In 1998, The Journal of Solid Waste Technology and Management established the "Iraj Zandi Award" to be given annually to a faculty member around the world who has significantly contributed to the field of Solid Waste Management. The Award is presented each year at the International Conference on Solid waste Technology & Management. The 2015 Award was given in the 31st International Conference on Solid waste technology and management which was held in Philadelphia. Professor Mervat El Hoz of the University of Balamand, is a 2019 recipient of the Iraj Zandi Award.

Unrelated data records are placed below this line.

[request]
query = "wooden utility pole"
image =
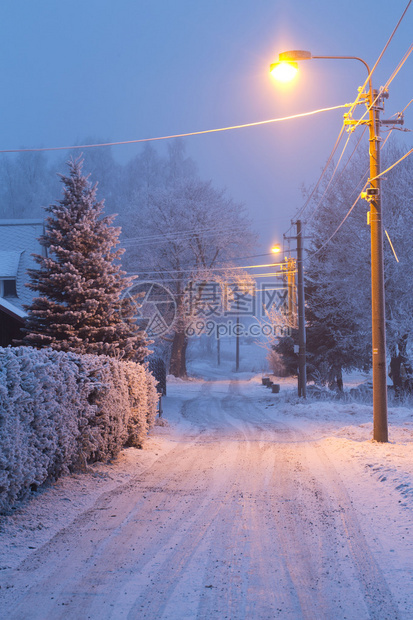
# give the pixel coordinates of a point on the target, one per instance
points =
(380, 425)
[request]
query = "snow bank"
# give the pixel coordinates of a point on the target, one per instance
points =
(60, 411)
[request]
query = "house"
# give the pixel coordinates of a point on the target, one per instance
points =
(19, 239)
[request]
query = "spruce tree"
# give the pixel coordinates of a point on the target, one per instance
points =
(79, 283)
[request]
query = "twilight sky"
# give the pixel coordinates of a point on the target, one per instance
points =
(128, 69)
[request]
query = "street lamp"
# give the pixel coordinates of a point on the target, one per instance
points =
(372, 100)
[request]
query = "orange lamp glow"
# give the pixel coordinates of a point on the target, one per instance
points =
(284, 71)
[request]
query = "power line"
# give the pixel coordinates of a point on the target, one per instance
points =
(379, 58)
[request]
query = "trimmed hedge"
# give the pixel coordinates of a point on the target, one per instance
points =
(60, 411)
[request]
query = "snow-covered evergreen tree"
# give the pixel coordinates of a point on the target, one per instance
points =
(79, 283)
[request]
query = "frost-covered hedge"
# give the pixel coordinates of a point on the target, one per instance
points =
(61, 411)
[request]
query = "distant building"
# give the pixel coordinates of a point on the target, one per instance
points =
(19, 239)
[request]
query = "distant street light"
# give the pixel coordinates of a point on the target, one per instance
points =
(372, 100)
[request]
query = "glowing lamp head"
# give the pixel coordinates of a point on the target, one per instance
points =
(284, 71)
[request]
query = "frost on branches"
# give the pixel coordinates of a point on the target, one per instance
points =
(79, 283)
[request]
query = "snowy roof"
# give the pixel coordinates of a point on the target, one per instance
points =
(9, 264)
(19, 239)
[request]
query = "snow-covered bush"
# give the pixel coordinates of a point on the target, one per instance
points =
(60, 411)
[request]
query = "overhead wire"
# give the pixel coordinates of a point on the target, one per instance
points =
(323, 172)
(334, 173)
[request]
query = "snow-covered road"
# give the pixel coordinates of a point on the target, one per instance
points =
(240, 514)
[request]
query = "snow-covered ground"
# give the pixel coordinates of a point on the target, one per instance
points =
(247, 504)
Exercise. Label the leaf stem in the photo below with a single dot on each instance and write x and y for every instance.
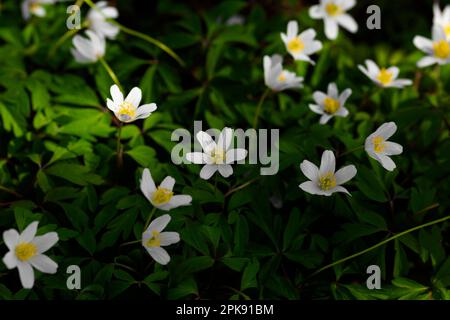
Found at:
(379, 244)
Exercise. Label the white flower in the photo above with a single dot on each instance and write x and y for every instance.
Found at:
(26, 252)
(325, 181)
(153, 239)
(162, 196)
(302, 45)
(334, 13)
(330, 104)
(129, 110)
(437, 49)
(96, 19)
(88, 50)
(383, 77)
(380, 149)
(34, 7)
(216, 156)
(278, 79)
(442, 18)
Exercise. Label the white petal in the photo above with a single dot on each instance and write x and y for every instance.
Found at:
(225, 170)
(207, 171)
(10, 260)
(345, 174)
(134, 97)
(234, 155)
(158, 224)
(26, 275)
(147, 184)
(310, 170)
(392, 148)
(168, 238)
(159, 254)
(327, 163)
(46, 241)
(168, 183)
(44, 264)
(11, 238)
(29, 232)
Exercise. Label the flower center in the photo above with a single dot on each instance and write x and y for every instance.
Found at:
(441, 49)
(162, 195)
(296, 45)
(155, 240)
(378, 144)
(333, 9)
(327, 181)
(127, 111)
(25, 251)
(331, 105)
(218, 155)
(385, 77)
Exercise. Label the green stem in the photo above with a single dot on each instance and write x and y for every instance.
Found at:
(379, 244)
(147, 223)
(258, 108)
(141, 35)
(111, 73)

Since 2010, UPenn Engineering has annually awarded the Iraj Zandi Scholarship to a deserving "systems thinking" undergraduate. In 2013, his students funded a graduate Iraj Zandi Fellowship Fund that would annually support a graduate engineering student in UPenn.

==Patent==

In 1995 he and two of his colleagues were awarded US Patent 5,456,751 for the invention of Particulate Rubber Included Concrete (PRIC). Concrete compositions are provided which contain particulate rubber, preferably recycled rubber from such sources as automobile tires, in amounts between about 0.05 and about 20 percent by weight of the concrete composition. The concrete compositions further contain Portland cement, water, and an aggregate material. Additional materials such as superplasticizers and fly ash can also be admixed with the concrete compositions.

==Organizations founded==

Zandi served as the founding President of International Freight Pipelines Society (IFPS) from 1982 to 1985. He coined the combination: "Freight Pipeline", to designate the pipelines that carry solid commodities such as coal, iron ore, chickens, etc. and include slurry pipeline, capsule pipeline, and pneumatic pipeline. IFPS is continuing to promote the international cooperation of freight pipeline professionals to advance the science and engineering of this mode of transportation by convening the semiannual International Freight Pipeline Society Symposium (this Symposium was also founded by Zandi in 1968. The 15th International Freight Pipeline Society Symposium was held on June 24–26, 2014 in Prague, Czech Republic and managed by IFPS.

In 1983 he organized the first of a series of conferences that now is entitled as the International Conference on Solid Waste Technology and Management. In 2016 the 31st International Conference was held in Philadelphia under Chairmanship of one of Zandi's former students, Professor Ronald L. Mersky of Widener University.

Also in 1983, Distinguished Professor Iraj Zandi, as "National Center Chair for Resource Recovery and Management, University of Pennsylvania, Philadelphia, PA", started publishing JRMT, i.e., The Journal of Resource Management and Technology. For more details see: ResearchGate; WorldCat. JRMT was later renamed to The Journal of Solid Waste Technology and Management under Editorship of Professor Ronald L. Mersky of Widener University (a former military academy). For more details about The Journal of Solid Waste Technology and Management, see: JSWT; MIAR; SJR.